After two years without an annual intelligence authorization and more than three months into Fiscal Year 2007, the FY 2007 intelligence authorization bill (S. 372) has been reintroduced in the Senate and reported out of the Senate Intelligence Committee. See the January 24 Committee report here.
“This is a critically important piece of national security legislation, and the fact that our intelligence agencies have operated without authorizing legislation for two years represents an unfortunate failure of Congressional oversight,” wrote Senators Ron Wyden and Russ Feingold, who noted that they nevertheless had concerns about some of its provisions.
Among its positive features, the Senate bill would require disclosure of the amounts requested, authorized and appropriated for the National Intelligence Program (Section 107).

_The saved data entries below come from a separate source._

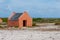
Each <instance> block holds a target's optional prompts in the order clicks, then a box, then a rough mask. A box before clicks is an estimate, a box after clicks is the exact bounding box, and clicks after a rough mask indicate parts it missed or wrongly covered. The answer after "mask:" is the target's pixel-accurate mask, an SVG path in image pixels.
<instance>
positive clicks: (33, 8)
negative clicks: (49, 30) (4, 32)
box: [0, 0, 60, 18]
mask: <svg viewBox="0 0 60 40" xmlns="http://www.w3.org/2000/svg"><path fill="white" fill-rule="evenodd" d="M13 11H15V12H23V11H27V12H29V15H30V16H31V17H44V18H49V17H50V18H60V0H0V17H8V16H9V15H10V14H11V13H12V12H13Z"/></svg>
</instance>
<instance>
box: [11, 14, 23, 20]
mask: <svg viewBox="0 0 60 40" xmlns="http://www.w3.org/2000/svg"><path fill="white" fill-rule="evenodd" d="M22 14H23V13H16V14H15V15H14V16H13V17H12V18H11V21H14V20H18V18H19V17H20V16H21V15H22Z"/></svg>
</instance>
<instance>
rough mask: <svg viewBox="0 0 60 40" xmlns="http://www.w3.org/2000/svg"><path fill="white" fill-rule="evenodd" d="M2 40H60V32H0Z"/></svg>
mask: <svg viewBox="0 0 60 40" xmlns="http://www.w3.org/2000/svg"><path fill="white" fill-rule="evenodd" d="M0 40H60V31H33V30H0Z"/></svg>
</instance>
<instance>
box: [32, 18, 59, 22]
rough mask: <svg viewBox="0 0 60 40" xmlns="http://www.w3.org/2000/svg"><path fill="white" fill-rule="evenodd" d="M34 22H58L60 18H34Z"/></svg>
mask: <svg viewBox="0 0 60 40" xmlns="http://www.w3.org/2000/svg"><path fill="white" fill-rule="evenodd" d="M33 22H37V23H56V22H60V18H33Z"/></svg>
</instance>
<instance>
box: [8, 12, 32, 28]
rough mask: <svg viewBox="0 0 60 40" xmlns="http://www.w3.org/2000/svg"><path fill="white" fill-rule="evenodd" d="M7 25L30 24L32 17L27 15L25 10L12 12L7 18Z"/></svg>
mask: <svg viewBox="0 0 60 40" xmlns="http://www.w3.org/2000/svg"><path fill="white" fill-rule="evenodd" d="M8 26H9V27H13V26H18V27H19V28H21V27H28V26H30V27H31V26H32V18H31V17H30V16H29V15H28V13H27V12H26V11H24V12H23V13H15V12H13V13H12V14H11V16H10V17H9V18H8Z"/></svg>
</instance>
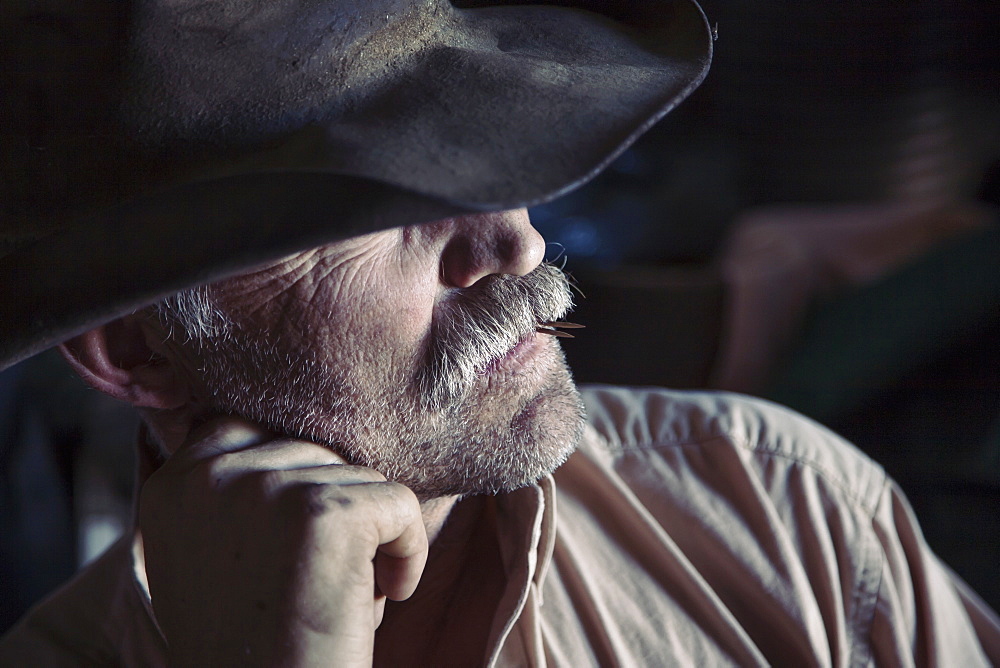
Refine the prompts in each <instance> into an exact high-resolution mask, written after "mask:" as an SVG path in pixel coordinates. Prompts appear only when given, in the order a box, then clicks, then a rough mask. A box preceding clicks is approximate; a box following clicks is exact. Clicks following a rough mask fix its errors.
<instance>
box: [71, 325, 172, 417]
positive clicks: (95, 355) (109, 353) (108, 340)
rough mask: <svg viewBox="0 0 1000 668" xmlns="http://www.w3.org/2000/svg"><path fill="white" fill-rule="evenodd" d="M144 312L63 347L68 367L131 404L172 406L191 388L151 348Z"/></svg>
mask: <svg viewBox="0 0 1000 668" xmlns="http://www.w3.org/2000/svg"><path fill="white" fill-rule="evenodd" d="M144 317H145V316H144V315H143V314H141V313H139V314H133V315H129V316H125V317H124V318H119V319H118V320H113V321H111V322H109V323H107V324H105V325H102V326H100V327H97V328H95V329H92V330H90V331H89V332H84V333H83V334H80V335H79V336H75V337H73V338H72V339H70V340H68V341H66V342H65V343H63V344H61V345H60V346H59V350H60V352H61V353H62V355H63V357H65V358H66V361H68V362H69V364H70V366H72V367H73V369H74V370H75V371H76V372H77V374H79V376H80V377H81V378H83V380H84V381H85V382H86V383H87V384H88V385H90V386H91V387H93V388H94V389H96V390H100V391H101V392H103V393H105V394H107V395H109V396H112V397H114V398H116V399H120V400H122V401H126V402H128V403H130V404H132V405H133V406H141V407H146V408H161V409H172V408H179V407H181V406H183V405H184V404H185V403H187V402H188V401H189V400H190V398H191V395H190V391H189V389H188V386H187V383H186V382H185V381H184V375H183V374H182V373H181V372H180V369H178V368H177V366H176V365H175V363H174V362H173V361H172V360H171V359H168V358H167V357H164V356H163V355H160V354H158V353H156V352H155V351H154V350H153V349H152V348H150V346H149V342H148V339H147V336H149V335H150V333H149V332H148V331H147V328H145V327H144V326H143V319H144Z"/></svg>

It would further mandate consideration of disclosure of the agency budgets of each of the 16 elements of the intelligence community, as recommended by the 9-11 Commission.
Declassification of the intelligence budget is the sine qua non for establishing a sensible national security classification system.
Some other provisions of the Senate bill are controversial, and should require referral of the bill to the Senate Judiciary Committee for further deliberation, argued Kate Martin and Brittany Benowitz of the Center for National Security Studies in a January 11, 2007 assessment.
The bill, they wrote, “would permit the Intelligence Community to access vast troves of personal information on Americans collected by the FBI or other agencies while limiting application of the Privacy Act to that information (section 310); it would limit application of the Privacy Act to records maintained by the Office of the Director of National Intelligence (section 416); it would exempt enormous numbers of files of the Office of the Director of National Intelligence from even the search and review requirements of the FOIA (section 411); [and] it would permit NSA and CIA protective personnel to make warrantless arrests for offenses not committed in their presence (section 424 and 432).”
Last week the bill was referred to the Senate Armed Services Committee for a ten-day period.